Good bite on Yellow early this morning & a pretty good mixed mess.


----------



## Jason (Oct 2, 2007)

Way ta make a meal fer a king!!! Good deal! When did they cut off, about the 95 degree mark???


----------



## Garbo (Oct 2, 2007)

Jason said:


> Way ta make a meal fer a king!!! Good deal! When did they cut off, about the 95 degree mark???




Jason is Right....That is a GREAT Box.

Made me slobber


----------



## sureicanfish (Sep 30, 2007)

Very nice


----------



## Try'n Hard (Oct 23, 2008)

Fishing on a Monday.....Somebody offer Geezer a Mon - Fri. job! lol!!
Nice catch!


----------



## auguy7777 (Feb 23, 2009)

There should be a panfish tournament on Yellow River or at least a Warmouth Tournament. Studs coming in from everywhere!!! Those will taste good.


----------



## reel jewell (Sep 21, 2014)

Now that is a fine catch! Kings have lived and died and never had food that fine!


----------



## Geezer (Mar 30, 2014)

Jason said:


> Way ta make a meal fer a king!!! Good deal!

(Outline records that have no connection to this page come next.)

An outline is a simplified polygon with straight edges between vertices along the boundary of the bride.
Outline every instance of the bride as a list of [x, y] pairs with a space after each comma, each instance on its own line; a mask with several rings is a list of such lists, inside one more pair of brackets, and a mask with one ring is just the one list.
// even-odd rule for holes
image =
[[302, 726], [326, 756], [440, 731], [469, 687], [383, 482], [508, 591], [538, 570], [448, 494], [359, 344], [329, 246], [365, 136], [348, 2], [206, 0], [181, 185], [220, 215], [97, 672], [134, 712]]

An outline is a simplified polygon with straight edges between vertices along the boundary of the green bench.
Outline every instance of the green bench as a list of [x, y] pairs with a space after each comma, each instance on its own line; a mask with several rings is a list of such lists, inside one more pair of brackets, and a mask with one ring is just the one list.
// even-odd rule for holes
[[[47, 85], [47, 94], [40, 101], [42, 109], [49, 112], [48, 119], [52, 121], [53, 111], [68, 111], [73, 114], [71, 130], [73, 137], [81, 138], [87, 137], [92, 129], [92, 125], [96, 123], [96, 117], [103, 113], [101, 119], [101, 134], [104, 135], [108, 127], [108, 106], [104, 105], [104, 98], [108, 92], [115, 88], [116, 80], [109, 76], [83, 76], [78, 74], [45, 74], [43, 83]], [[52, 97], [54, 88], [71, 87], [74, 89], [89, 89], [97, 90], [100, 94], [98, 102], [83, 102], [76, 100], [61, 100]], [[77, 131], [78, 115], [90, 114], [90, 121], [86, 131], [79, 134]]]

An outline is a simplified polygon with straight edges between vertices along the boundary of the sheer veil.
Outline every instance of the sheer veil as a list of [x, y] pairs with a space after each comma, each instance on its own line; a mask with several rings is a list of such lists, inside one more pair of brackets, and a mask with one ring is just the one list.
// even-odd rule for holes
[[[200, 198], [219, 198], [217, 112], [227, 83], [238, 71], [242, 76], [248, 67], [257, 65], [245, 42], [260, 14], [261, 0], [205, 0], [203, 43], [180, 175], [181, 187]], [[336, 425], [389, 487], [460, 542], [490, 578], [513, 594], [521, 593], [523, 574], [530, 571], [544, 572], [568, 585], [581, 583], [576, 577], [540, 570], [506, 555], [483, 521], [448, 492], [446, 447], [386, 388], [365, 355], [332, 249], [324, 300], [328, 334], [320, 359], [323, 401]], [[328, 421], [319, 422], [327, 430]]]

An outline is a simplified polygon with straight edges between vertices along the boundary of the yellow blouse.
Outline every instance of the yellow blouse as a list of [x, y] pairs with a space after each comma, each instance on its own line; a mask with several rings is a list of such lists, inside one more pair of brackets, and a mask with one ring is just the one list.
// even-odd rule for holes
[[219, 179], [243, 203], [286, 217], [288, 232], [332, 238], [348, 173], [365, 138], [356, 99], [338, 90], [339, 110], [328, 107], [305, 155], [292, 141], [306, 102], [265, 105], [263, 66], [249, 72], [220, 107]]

When did they cut off, about the 95 degree mark???


At about 9 AM, they were pretty much done. Water temp (in the shade) was almost 82 degrees.


----------



## FishWalton (Jul 22, 2010)

Another great Yellow River catch . 

That idea on a yellow River Bream Tournament......good idea. There is one over here every year on the Choctawhatchee at Red Bay Grocery


----------



## GROUPERKING (Sep 28, 2011)

Nice mess ! :thumbup:


----------



## olegator (Dec 6, 2014)

Man, that is a nice mixed mess....heat up the p-nut oil!


----------